Much has been written about China’s surplus savings. The pile of deposits has been the single most important factor supporting China’s financial stability through more than a decade of reforms and commercialisation. However, the cash cushion has thinned considerably during the past couple of years, according to Fitch Ratings.

This depletion has not yet reached systemic levels, but it is enough to erode asset quality. China’s banking system is increasingly distressed, which is a combined result of excessive lending and a policy orientation that overly relies on credit controls and low interest rates, prioritises the state sector ahead of private companies and savers, and favours forbearance and support over restructuring, said Charlene Chu, a banking analyst at the credit rating agency, yesterday. And the problems could be just beginning.

“We see a lot of volatility in balance sheets and wealth management related activities,” she said. “What this ultimately means is that Chinese banks have fewer resources on hand today to deal with an asset quality deterioration, and certainly less resources than in the past to carry the economy through a period of forbearance.”

Many may find this hard to believe given that bank lending has been much more stringent in China this year. The 600bp rise in deposit reserve requirements since 2009 to 21% for major banks has indeed locked up Rmb4.4 trillion in cash that would otherwise be free (though Chu pointed out that more than 60% of the liquidity drain has been offset by other factors such as a contraction in central bank sterilisation bills).

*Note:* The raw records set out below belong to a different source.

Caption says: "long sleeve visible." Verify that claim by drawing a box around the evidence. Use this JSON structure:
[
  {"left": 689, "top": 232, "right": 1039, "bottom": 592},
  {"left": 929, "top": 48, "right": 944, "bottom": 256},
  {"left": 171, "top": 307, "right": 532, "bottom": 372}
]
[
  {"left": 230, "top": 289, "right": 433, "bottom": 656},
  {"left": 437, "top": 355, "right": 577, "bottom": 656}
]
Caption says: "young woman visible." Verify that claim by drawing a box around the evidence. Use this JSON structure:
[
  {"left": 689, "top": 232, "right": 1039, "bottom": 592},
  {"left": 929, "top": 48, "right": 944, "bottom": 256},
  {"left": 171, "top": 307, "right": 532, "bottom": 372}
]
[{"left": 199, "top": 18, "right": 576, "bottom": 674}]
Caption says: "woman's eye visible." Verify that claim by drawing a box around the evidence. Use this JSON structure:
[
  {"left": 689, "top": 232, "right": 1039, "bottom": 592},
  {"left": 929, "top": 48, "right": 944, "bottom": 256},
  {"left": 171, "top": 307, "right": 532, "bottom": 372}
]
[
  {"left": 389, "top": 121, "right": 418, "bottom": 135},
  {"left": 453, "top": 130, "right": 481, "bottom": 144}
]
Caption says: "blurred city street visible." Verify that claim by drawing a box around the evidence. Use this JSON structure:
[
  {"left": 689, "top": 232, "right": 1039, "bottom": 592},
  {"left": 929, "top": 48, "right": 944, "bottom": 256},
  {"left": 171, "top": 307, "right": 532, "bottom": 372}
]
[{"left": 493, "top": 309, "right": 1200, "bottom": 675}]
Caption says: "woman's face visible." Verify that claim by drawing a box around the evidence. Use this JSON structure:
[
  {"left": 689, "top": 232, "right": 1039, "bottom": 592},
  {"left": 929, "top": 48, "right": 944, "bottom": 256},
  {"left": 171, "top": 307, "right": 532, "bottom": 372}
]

To make matters worse, deposits are more mobile than ever thanks to a surge in wealth management offerings — and this has had an effect on banks’ liquidity. Banking reforms have allowed lenders to compete for deposits using wealth management offerings at yields of their own choosing, which has sparked an unprecedented race for new customers with little regard for the quality of the resulting assets.

Worse still, the fact that deposit rates have lagged behind inflation for 20 months has encouraged savers to shift money out of banks and into underground lending, where they are sometimes lost entirely, according to Fitch.

The Chinese government had taken a fairly hands-off approach towards the growth of the shadow banking system until markets rose red flags in places such as Wenzhou, where borrowers committed suicide or just disappeared without a trace when they could no longer afford to repay the extremely high interest rates.

Policymakers’ response to the problem has not been very proactive – simply telling banks to lend more or to reschedule payments to help borrowers stay afloat – with the result that banks have continued to issue loans even when previous ones have gone sour.

In the near term, Fitch expects the Chinese authorities to continue a selective policy of liquidity support for borrowers, including loan rollovers and restructuring, new loans and bond issuance. For now, the Rmb21 trillion in commercial bank credit capacity plus Rmb16 trillion in deposit reserve is sufficient to prevent any major short-term dislocation.

As a result of this, asset quality issues may not fully appear in non-performing loan (NPL) ratios until well into a deterioration. But if current rates of erosion continue, it is conceivable that cash constraints could become more binding in 2012.

Before the 2008 to 2009 financial crisis, the scale of new deposits entering the system each year was so immense that whether a loan was repaid or not often had little impact on banks’ ability to meet their own obligations. Whether NPLs were 1% or 20%, deposits and other inflow were usually more than enough to cover all liabilities, but those days are gone and the winter for Chinese banks may be coming.